Mais pour mieux reconnoître l'erreur de cette assertion, il faut considérer qu'on peut dire en deux façons qu'une chose vient d'une autre; ou parce que cette autre chose en est la cause prochaine et principale sans laquelle elle ne peut exister, ou parce qu'elle en est la cause éloignée et accidentelle seulement, qui donne occasion à la principale de produire son effet en un temps plutôt qu'en un autre. C'est ainsi que tous les ouvriers sont les causes principales et prochaines de leurs ouvrages, et que ceux qui leur ordonnent de les faire, ou qui leur promettent quelque récompense, s'ils les font, en sont les causes accidentelles et éloignées, parce que peut-être ces ouvriers ne les feroient point, si on ne les leur commandoit. Or il n'y a point de doute, que la tradition, ou l'observation des choses ne soit souvent la cause éloignée qui fait que nous venons à penser à l'idée que nous pouvons avoir de Dieu, et à la rendre présente à notre esprit; mais qu'elle soit la cause prochaine et effective de cette idée, cela ne se peut dire que par celui qui croit que nous ne concevons jamais rien autre chose de Dieu, sinon, quel est ce nom là, Dieu, ou quelle est la figure corporelle sous laquelle il nous est ordinairement

représenté par les peintres? Car, dans le vrai, si l'observation se fait par la vue, elle ne peut d'ellemême représenter autre chose à l'esprit que des peintures, et même des peintures dont toute la variété ne consiste que dans celle de certains mouvemens corporels, comme notre auteur même l'enseigne; si elle se fait par l'ouïe, elle ne peut représenter que des sons et des paroles; que si c'est par les autres sens qu'elle se fasse, une telle observation ne sauroit rien contenir qui puisse être rapporté à Dieu. Et certes c'est une chose si véritable que la vue ne représente de soi rien autre chose à l'esprit que des peintures, ni l'ouïe que des sons et des paroles, que personne ne le révoque en doute; tellement que tout ce que nous concevons de plus que ces paroles et ces peintures, comme, par exemple, les choses signifiées par ces signes, doit nécessairement nous être représenté par des idées qui ne viennent point d'ailleurs que de la faculté que nous avons de penser, et qui par conséquent sont naturellement en nous, c'est-à-dire, sont toujours en nous en puissance; car être naturellement dans une faculté, ne veut pas dire y être en acte, mais en puissance seulement, vu que le nom même de faculté ne veut dire autre chose que puissance....

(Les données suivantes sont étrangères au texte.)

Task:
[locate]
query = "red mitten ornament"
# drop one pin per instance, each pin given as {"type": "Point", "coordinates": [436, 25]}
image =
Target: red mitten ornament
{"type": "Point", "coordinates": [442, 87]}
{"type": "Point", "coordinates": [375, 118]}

J'ai dit plus haut que ces pensées étoient naturelles, au même sens que nous disons, par exemple, que la générosité est naturelle à certaines familles, ou que certaines maladies, comme la

goutte, sont naturelles à d'autres; non pas que les enfans qui prennent naissance dans ces familles soient travaillés de ces maladies dès le ventre de leurs mères, mais parce qu'ils naissent avec la disposition ou la faculté de les contracter... Quand j'ai dit que l'idée de Dieu est naturellement en nous, je n'ai jamais entendu..... sinon que la nature a mis en nous une faculté par laquelle nous pouvons connoître Dieu : mais jamais je n'ai écrit ni pensé que telles idées fussent actuelles, ou qu'elles fussent des espèces distinctes de la faculté même que nous avons de penser: et même je dirai plus, qu'il n'y a personne qui soit si éloigné que moi de tout ce fatras d'entités scolastiques, en sorte que je n'ai pu m'empêcher de rire quand j'ai vu ce grand nombre de raisons que Regius a ramassées avec un grand travail, pour montrer que les enfans n'ont point la connoissance actuelle de Dieu, tandis qu'ils sont au ventre de leur mère (1).

(1) Ces explications font tomber absolument la plupart des objections qu'on a proposées avec tant de confiance contre les idées innées.